Your comment about a clone price ending up being the same assumes that there is not an inflated markup in the original. It is possible that a vintage mic might cost $400 to make and get marked up to $3000 because of the great snake oil salesmen.

Originally Posted by Mischief View Post
I'm not totally locked up. Actually I've hit a snag.
I was capturing to garage band and with my last update it no longer is stable with my Scarlette 18i8. I have a work around but it's painfully slow.

I've just bought a Mac mini 2.6ghz server with SSD drive but it's also for our entertainment hub.
I'm hoping to get an IPad Pro soon to capture and then edit on the Mac mini.

In the mean time I've just been practicing (still recovering from my years of thyroid issues so some days my vocals are on and sometimes they just won't relax. But it seems to be getting better all the time.)
At any rate hopefully soon I'll be back working with the Warbler IID and have better samples to upload.

One thing I would like to chime in about is the descent talk of mike majic and replicating vintage mikes.

A couple things to ponder. Even when mikes are produced to the same standard by the same company and the same people each mic is slightly different. Some times those inconsistencies produce something special. If someone wanted to replicate that they would have to deconstruct that mic and be able to figure out what the slight difference was. Almost certainly when the mic went back together it would sound different after being completely deconstructed unless the difference was both discovered and possible to replicate.

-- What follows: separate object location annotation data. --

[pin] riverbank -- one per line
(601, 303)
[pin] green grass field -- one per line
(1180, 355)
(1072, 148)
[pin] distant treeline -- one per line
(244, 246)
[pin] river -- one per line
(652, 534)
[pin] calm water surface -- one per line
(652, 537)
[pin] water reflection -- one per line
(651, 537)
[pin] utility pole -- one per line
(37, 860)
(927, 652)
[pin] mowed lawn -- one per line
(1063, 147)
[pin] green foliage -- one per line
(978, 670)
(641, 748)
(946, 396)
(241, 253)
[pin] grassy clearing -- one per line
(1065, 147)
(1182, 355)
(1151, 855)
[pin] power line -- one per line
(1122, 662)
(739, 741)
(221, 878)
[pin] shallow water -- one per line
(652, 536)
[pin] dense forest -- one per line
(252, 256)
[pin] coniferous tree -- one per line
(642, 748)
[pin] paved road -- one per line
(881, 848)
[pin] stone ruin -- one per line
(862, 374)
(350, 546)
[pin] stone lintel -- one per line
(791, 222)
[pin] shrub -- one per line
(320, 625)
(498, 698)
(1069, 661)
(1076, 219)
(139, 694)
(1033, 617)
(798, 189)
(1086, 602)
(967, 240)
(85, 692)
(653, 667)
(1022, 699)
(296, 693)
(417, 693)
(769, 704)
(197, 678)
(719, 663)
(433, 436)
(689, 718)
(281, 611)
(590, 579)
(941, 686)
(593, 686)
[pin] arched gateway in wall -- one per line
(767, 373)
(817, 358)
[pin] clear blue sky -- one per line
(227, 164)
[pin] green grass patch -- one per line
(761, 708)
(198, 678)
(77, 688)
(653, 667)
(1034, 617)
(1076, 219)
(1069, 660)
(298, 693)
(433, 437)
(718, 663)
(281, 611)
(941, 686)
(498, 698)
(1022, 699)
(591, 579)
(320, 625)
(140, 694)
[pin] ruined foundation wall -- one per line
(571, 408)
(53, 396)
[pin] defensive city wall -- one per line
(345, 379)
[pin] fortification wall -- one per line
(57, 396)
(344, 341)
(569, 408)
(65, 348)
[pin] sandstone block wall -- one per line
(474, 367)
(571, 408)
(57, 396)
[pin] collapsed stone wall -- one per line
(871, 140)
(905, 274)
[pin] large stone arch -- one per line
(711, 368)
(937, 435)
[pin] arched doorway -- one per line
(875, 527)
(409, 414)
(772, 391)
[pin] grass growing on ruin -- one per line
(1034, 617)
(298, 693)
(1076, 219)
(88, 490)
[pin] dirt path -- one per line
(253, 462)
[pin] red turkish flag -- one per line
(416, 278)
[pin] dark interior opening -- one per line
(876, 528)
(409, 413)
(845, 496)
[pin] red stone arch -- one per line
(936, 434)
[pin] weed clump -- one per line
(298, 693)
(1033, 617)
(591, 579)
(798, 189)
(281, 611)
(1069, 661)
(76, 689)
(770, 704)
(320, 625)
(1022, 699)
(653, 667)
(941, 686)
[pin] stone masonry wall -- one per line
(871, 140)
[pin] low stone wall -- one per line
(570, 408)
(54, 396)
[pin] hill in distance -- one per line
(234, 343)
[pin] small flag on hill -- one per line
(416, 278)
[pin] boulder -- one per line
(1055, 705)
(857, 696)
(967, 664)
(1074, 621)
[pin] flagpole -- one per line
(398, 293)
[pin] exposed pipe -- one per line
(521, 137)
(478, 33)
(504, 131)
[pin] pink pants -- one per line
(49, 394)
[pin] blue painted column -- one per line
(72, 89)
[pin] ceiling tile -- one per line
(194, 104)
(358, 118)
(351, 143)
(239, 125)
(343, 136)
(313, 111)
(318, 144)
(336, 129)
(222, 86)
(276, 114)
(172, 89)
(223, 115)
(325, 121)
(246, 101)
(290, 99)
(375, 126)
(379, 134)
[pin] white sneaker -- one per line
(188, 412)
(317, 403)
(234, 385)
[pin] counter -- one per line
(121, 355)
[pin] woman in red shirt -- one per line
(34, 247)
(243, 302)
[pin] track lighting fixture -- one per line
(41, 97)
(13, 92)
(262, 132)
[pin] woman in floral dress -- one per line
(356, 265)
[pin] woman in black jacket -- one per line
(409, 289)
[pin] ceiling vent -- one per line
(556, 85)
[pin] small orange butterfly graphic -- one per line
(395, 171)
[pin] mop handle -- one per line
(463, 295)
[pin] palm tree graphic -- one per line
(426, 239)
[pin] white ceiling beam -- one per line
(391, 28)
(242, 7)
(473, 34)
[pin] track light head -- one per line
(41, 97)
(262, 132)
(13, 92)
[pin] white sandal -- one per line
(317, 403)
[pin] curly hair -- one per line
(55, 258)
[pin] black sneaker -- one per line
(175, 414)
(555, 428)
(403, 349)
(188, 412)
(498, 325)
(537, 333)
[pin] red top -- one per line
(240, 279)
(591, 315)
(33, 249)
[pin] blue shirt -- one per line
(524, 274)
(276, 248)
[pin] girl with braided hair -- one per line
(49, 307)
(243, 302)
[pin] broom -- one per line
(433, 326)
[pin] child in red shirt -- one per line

Another point is sometimes the majic is that difference sometimes is just majic on a certain source. Where they compliment each other so beautifully. Take another of the same mic or a different mic that has majic on another source and it does not happen. So when those two things come together it is special to the point I would call that majic and I think it's what every one searches for.
Since sound is subjective if an engineer gets one of these mikes and it has majic with a source especially if it's repeatable. Then it becomes a very special or majical mike indeed.

As also stated to make an exact clone I think is possible but the cost and efforts mean by the time it's done and you can ensure repeatability to the point your mikes are sustainable in a retail sense then you are likely going to have to charge a very similar price or maybe even more. That's why you don't see it happening. Cut a few corners somewhere in your business or scale things down you maybe able to offer for slightly less. IMHO.

Again 3u is not cloning mikes. But making quality vintage sounding mikes that are extremely high quality for the price. People use comparison benchmark standard vintage mikes as a ballpark comparison. This is more accurate when comparing 3U to 3U. So if a MK1 has a u87 feel but you want more of a 47 feel then move to the MKII or likewise if the MKI is too bright then the MKII is similarity darker as a u87 compares to a 47. Yet this is keeping with the 3U quality and voicing.
At least that how I interpret it.

Guosheng takes pride in his capsule tuning. I think he is like an artist. So he has tuned and made his line of mikes with a particular sound unique to warblers or GZ. With similarities to an overall quality to mikes people have grown to love and have made as benchmarks for certain tasks. So it only makes sense to make your mike line up fill the needs of those same tasks with your own quality.

I think 3U is doing that. Have a source that would suit a u87 get the MKI need a 47 get the MKII etc and the will work. Again it does not have to do with being a clone. But your getting a vintage sounded mike of high quality that can do the job at direct low prices.